# Hunter PGP Adjust Allen Key



## windsongrobbie (6 mo ago)

Hunter System here when bought house. Have tweaked it some, but having issues with Radius Adjust on 5 or 6 rotors - Allen key just won't slip into adjustment screw. I expect that there's sand/grit there, but haven't quite figured an easy fix. Any thoughts?


----------



## Green (Dec 24, 2017)

Slip the key into the radius adjustment slot partway at a 45 degree angle, until it pokes out from under the rubber cover below the slot. Pry upward, until you can grab the cover with your fingers, and pull it off at that same angle while holding the rotor body with your other hand (while the system is running). Make sure to give yourself extra minutes on the timer, as you don't want the water to cut off and have the head go back down.

Grab a hose and wash out the top of the sprinkler while it's running. You might also need to wipe out any stubborn stuff.

Once clean, insert the key again and see if you can adjust it. If it was dirt, you should now be able to.

Once adjusted, realign the cover properly and push straight down until it stays.

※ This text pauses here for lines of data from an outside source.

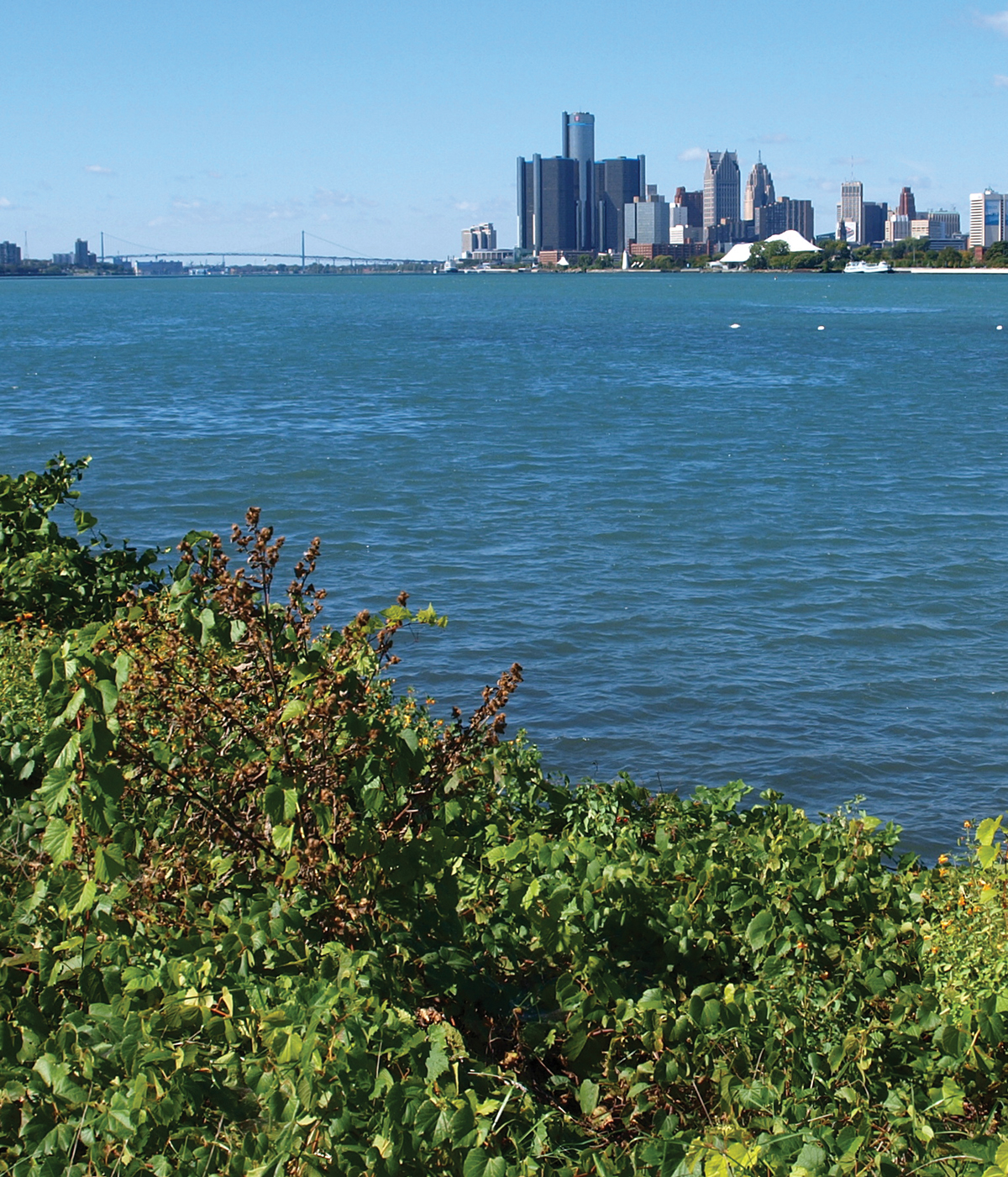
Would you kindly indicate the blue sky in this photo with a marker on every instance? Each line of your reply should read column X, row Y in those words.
column 387, row 128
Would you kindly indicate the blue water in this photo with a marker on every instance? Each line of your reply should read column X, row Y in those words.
column 769, row 552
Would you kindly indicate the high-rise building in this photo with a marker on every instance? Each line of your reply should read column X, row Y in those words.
column 851, row 213
column 898, row 226
column 781, row 216
column 722, row 188
column 547, row 202
column 687, row 208
column 987, row 218
column 579, row 144
column 617, row 182
column 907, row 204
column 479, row 237
column 874, row 217
column 759, row 190
column 646, row 220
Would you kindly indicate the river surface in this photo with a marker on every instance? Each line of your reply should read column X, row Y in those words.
column 773, row 551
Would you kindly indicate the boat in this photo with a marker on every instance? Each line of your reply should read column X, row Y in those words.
column 869, row 267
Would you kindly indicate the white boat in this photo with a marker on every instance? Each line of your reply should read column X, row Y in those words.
column 869, row 267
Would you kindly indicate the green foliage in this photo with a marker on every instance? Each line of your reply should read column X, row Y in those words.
column 259, row 915
column 52, row 578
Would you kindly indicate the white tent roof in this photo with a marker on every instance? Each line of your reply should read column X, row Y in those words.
column 738, row 255
column 795, row 241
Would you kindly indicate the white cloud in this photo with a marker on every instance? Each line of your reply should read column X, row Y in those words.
column 995, row 20
column 327, row 198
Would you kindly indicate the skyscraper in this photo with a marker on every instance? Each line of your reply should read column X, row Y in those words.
column 547, row 202
column 646, row 220
column 722, row 187
column 692, row 204
column 874, row 217
column 907, row 204
column 851, row 213
column 579, row 144
column 759, row 188
column 617, row 182
column 987, row 218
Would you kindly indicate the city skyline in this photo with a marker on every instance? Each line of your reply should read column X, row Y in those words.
column 234, row 128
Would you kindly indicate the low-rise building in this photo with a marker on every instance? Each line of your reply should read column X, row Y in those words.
column 479, row 237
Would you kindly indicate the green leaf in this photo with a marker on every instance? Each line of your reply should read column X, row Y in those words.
column 58, row 839
column 987, row 854
column 987, row 829
column 293, row 710
column 87, row 897
column 438, row 1059
column 108, row 863
column 282, row 837
column 758, row 933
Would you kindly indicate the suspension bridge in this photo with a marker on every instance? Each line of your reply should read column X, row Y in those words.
column 349, row 257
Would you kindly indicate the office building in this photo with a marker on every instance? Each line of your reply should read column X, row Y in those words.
column 579, row 144
column 646, row 220
column 81, row 258
column 987, row 216
column 687, row 208
column 941, row 229
column 851, row 213
column 874, row 217
column 479, row 237
column 722, row 188
column 781, row 216
column 898, row 225
column 759, row 190
column 907, row 205
column 617, row 181
column 547, row 202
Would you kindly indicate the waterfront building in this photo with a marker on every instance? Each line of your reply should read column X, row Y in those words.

That's all there is to it. This is how I do the cleaning on my I-20s when they won't adjust.


----------



## windsongrobbie (6 mo ago)

Thanks - on my to do list today!


----------



## BBLOCK (Jun 8, 2020)

i was struggling w this recently as well, the pgp adj seem to trap the debris worse than my pgp ultras. i pry the top off and then use a pick tool to help clean out the debris and i often find myself cupping my hand over the sprinkler trying to wash it out, ive also blown on them w my mouth hoping to not spray dirt back into my mouth lol.


----------